Reece frowned pensively as he grabbed the whiskey bottle he’d tucked in his leather pouch. “How many ranches are nearby?”

“Four or five. Three belong to Osage families. The other two are Boomer camps. The army patrols don’t bother to chase squatters across the Kansas border.”

“Maybe I need to check around to see who else might have wanted Tony Rogers out of the way,” Reece mused aloud.

“Good idea.” Syl watched Reece pop the cork on the liquor bottle. “If you scare up some interesting facts, maybe it’ll get Maggie off your back. And mine. She’s been nagging at me since we became shorthanded. I’ll be glad when
she sells out and moves away. I only hope the new owner will hire me.”

“She’s difficult to work for?” Reece ventured as he sipped his whiskey.

“And then some… Got enough bug juice to spare a friend?” Syl limped over to extend his cup—and Reece wondered again how Syl had come to have that noticeable limp. “It’s been a long damn day and I could use a stiff drink,” Syl added.

Reece poured a generous amount of liquor into Syl’s coffee then said, “Tell me exactly what you thought of Tony Rogers.”

 

Maggie Burgess muttered and scowled her way to the house. “Blast that incompetent hired hand and curse that cocky bounty hunter!” She swore the man was lollygagging about, trying to collect his wages without putting serious effort into apprehending Lorelei Russell.

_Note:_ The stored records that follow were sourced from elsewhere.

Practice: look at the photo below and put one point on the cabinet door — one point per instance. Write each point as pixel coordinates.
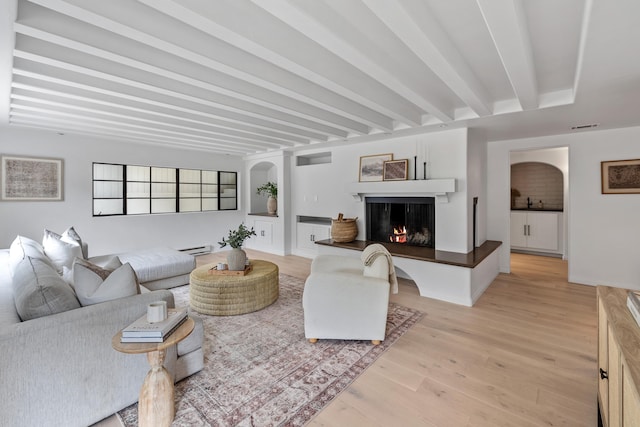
(518, 229)
(542, 231)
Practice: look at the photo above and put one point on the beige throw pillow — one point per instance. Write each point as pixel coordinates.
(95, 284)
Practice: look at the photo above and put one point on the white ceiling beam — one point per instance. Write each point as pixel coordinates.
(507, 24)
(314, 20)
(94, 66)
(163, 100)
(183, 76)
(197, 47)
(33, 96)
(248, 27)
(416, 26)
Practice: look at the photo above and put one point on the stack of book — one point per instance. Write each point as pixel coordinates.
(633, 303)
(143, 331)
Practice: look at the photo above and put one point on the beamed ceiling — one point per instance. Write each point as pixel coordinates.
(242, 77)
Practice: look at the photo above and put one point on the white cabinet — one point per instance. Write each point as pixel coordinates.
(307, 233)
(264, 234)
(536, 231)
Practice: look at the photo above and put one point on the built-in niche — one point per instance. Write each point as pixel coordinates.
(260, 174)
(536, 185)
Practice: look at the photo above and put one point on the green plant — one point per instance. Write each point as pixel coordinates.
(269, 188)
(236, 238)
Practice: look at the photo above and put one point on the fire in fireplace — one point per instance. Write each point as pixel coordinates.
(405, 220)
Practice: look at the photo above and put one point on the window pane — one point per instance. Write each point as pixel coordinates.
(163, 174)
(190, 205)
(209, 204)
(189, 190)
(209, 177)
(107, 189)
(138, 173)
(108, 207)
(190, 175)
(137, 206)
(163, 190)
(163, 205)
(139, 189)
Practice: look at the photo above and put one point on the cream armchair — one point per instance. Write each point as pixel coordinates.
(348, 297)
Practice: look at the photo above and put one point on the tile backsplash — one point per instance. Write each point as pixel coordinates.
(538, 181)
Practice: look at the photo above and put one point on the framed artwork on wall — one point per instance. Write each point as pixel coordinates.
(372, 167)
(31, 178)
(621, 176)
(395, 170)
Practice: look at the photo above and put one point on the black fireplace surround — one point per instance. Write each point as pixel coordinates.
(401, 220)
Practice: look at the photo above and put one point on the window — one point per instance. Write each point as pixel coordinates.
(137, 190)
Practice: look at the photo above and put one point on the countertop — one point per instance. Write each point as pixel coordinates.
(536, 209)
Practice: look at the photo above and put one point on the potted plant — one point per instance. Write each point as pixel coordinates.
(270, 189)
(237, 258)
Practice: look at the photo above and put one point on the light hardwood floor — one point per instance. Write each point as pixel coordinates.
(524, 355)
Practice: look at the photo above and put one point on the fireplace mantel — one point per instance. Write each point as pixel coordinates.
(438, 188)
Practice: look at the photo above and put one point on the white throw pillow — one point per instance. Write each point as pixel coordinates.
(60, 251)
(39, 291)
(94, 284)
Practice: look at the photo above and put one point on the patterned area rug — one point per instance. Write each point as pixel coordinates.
(260, 370)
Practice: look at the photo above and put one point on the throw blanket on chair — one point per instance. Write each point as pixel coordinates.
(373, 251)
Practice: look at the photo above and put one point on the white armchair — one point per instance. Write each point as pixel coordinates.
(348, 297)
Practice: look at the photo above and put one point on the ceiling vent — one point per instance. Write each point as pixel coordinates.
(582, 127)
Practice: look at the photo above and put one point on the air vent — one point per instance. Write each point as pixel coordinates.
(589, 126)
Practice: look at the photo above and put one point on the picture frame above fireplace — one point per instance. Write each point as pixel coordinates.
(621, 177)
(395, 170)
(372, 167)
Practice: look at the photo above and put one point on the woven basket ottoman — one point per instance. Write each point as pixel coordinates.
(226, 295)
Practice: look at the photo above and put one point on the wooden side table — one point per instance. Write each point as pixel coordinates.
(156, 407)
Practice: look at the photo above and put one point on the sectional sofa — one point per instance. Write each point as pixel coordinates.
(57, 318)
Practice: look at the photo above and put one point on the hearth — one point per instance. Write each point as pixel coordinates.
(402, 220)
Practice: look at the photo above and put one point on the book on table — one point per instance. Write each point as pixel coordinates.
(143, 331)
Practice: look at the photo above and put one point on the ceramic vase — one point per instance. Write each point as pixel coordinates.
(236, 259)
(272, 205)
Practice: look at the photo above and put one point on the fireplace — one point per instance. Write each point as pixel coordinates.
(402, 220)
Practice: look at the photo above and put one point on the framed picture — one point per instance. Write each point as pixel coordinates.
(621, 177)
(395, 170)
(31, 178)
(372, 167)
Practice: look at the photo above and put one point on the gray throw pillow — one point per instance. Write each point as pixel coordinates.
(94, 284)
(38, 290)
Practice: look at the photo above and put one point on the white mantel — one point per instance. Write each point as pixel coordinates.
(438, 188)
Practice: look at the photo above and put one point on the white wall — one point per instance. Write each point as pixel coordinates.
(319, 189)
(118, 233)
(603, 230)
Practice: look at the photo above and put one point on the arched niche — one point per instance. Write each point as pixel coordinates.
(259, 174)
(537, 181)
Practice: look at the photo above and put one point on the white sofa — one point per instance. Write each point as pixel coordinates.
(348, 297)
(60, 369)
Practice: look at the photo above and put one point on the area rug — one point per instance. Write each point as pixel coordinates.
(260, 370)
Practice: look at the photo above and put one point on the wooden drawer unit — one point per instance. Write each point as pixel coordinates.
(618, 360)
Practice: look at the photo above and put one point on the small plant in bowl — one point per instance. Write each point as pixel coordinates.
(236, 238)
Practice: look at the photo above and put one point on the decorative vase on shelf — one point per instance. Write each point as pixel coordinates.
(236, 257)
(270, 189)
(272, 205)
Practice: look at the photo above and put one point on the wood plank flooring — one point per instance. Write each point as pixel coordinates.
(524, 355)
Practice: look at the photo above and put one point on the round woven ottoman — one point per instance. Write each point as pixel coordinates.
(226, 295)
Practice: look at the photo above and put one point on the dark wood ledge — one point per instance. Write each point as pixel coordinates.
(469, 260)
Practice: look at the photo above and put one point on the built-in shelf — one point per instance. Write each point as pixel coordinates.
(438, 188)
(313, 159)
(315, 220)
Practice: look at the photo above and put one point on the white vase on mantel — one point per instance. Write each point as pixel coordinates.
(272, 205)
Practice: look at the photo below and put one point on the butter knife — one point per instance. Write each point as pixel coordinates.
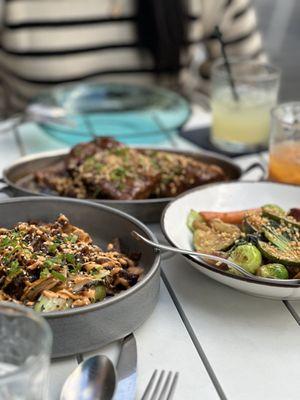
(126, 370)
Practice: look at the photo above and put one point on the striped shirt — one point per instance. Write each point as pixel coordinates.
(51, 42)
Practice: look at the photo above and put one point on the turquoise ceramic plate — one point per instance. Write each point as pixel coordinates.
(131, 114)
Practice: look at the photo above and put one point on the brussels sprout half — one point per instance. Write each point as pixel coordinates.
(247, 256)
(276, 271)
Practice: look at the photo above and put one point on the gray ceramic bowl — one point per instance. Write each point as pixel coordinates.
(90, 327)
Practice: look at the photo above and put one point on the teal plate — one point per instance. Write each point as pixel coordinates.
(129, 113)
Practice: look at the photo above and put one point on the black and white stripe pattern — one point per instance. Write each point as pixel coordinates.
(51, 42)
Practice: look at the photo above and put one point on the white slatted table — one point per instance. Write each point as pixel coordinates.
(225, 344)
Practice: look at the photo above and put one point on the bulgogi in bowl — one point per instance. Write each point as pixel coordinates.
(56, 266)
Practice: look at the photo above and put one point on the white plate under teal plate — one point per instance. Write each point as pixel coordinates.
(229, 197)
(132, 114)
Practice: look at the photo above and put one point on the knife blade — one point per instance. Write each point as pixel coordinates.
(126, 370)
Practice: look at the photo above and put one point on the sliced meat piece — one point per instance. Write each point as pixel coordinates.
(120, 173)
(179, 173)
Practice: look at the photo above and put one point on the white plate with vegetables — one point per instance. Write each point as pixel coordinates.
(254, 224)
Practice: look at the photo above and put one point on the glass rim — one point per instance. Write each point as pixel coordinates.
(273, 73)
(281, 106)
(41, 322)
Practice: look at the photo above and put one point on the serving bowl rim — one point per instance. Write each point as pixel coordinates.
(118, 297)
(210, 267)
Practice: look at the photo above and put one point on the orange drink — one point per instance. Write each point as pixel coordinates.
(284, 152)
(284, 163)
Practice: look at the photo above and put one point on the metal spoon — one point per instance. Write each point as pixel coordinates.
(203, 256)
(93, 379)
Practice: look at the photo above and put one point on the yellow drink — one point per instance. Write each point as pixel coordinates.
(245, 122)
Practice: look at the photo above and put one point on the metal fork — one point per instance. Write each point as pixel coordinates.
(159, 387)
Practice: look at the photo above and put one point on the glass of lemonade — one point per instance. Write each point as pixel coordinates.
(25, 345)
(284, 155)
(242, 123)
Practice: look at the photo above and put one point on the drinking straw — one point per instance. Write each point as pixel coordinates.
(218, 36)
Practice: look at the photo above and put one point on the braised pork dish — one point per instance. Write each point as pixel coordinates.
(56, 266)
(107, 169)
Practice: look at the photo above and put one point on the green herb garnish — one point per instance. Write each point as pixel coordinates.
(70, 258)
(58, 275)
(14, 269)
(72, 238)
(44, 273)
(52, 248)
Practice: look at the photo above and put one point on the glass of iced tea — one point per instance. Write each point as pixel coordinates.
(25, 345)
(284, 154)
(241, 120)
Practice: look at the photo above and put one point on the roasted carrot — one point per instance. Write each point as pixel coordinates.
(230, 217)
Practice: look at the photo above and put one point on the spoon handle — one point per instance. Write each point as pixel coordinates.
(191, 253)
(203, 256)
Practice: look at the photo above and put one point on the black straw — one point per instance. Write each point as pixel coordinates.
(219, 37)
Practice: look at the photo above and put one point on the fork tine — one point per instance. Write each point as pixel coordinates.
(165, 386)
(160, 389)
(149, 386)
(157, 386)
(172, 386)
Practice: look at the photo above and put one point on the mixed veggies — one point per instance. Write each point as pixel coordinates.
(264, 241)
(56, 266)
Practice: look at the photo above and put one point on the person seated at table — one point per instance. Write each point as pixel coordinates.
(49, 42)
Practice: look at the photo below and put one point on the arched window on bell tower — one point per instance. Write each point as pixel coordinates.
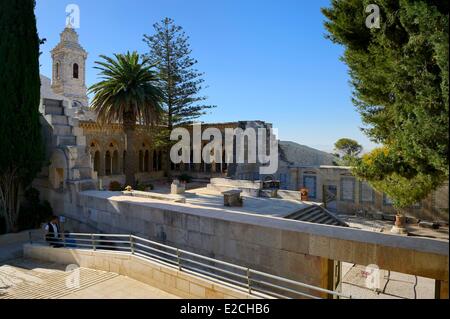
(57, 71)
(75, 71)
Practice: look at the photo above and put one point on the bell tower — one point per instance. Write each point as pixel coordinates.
(69, 68)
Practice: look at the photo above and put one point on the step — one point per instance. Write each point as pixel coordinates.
(301, 212)
(66, 140)
(54, 110)
(61, 129)
(319, 216)
(51, 102)
(85, 172)
(311, 215)
(58, 119)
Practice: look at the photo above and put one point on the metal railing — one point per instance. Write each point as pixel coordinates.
(252, 281)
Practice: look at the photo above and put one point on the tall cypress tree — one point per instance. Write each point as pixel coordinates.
(21, 147)
(399, 73)
(181, 82)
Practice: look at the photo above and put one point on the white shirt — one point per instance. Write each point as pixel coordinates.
(55, 230)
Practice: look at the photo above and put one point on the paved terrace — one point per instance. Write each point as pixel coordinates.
(207, 199)
(31, 279)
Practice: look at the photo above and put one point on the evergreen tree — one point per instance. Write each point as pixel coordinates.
(399, 73)
(21, 147)
(181, 82)
(128, 93)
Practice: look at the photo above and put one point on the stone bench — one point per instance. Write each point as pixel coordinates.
(232, 198)
(165, 197)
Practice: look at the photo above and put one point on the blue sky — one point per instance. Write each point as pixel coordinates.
(264, 60)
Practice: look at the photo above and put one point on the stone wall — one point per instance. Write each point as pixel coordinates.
(158, 275)
(291, 249)
(353, 195)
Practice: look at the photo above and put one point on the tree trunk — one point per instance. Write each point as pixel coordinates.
(130, 168)
(9, 199)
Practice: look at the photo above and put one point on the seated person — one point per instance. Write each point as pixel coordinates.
(68, 241)
(52, 232)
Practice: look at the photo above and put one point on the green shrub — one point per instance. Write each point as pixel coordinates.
(32, 211)
(144, 187)
(185, 178)
(115, 186)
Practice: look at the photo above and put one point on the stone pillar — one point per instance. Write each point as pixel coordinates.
(102, 164)
(441, 289)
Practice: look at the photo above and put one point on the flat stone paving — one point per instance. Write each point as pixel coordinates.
(29, 279)
(392, 285)
(204, 198)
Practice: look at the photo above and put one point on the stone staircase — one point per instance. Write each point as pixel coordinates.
(316, 214)
(68, 137)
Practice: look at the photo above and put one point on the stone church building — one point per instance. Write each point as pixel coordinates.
(84, 155)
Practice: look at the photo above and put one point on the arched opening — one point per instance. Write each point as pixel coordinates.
(147, 161)
(141, 161)
(224, 163)
(97, 161)
(108, 164)
(155, 161)
(115, 163)
(124, 161)
(57, 71)
(159, 160)
(75, 71)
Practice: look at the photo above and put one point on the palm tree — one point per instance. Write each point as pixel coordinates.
(128, 93)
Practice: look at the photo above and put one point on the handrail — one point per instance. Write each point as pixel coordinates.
(252, 280)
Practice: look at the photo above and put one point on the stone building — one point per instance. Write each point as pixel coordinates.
(86, 155)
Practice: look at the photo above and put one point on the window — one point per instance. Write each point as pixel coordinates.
(386, 200)
(348, 189)
(366, 193)
(108, 164)
(310, 183)
(57, 70)
(75, 71)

“How long does he think I’m going to let him drag this out?” she asked no one in particular as she stamped upstairs to her elegantly furnished bedroom.

Her room. The one she didn’t have to share with all her brothers and sisters in that shabby shack on the bayou. The room she hadn’t had to share with her older husband, either. This was
her
private domain and Hub Burgess had agreed to leave her in peace, except for a few intimate visits. That was their agreement when she married him and he’d pestered her only a handful of times in the six years they were married.

She glanced at the expensive furnishings as she pulled the pins from her dark hair and shook it around her shoulders. This was a far cry from her childhood home, thank God. But it still wasn’t good enough. Maggie wanted the best proper society had to offer.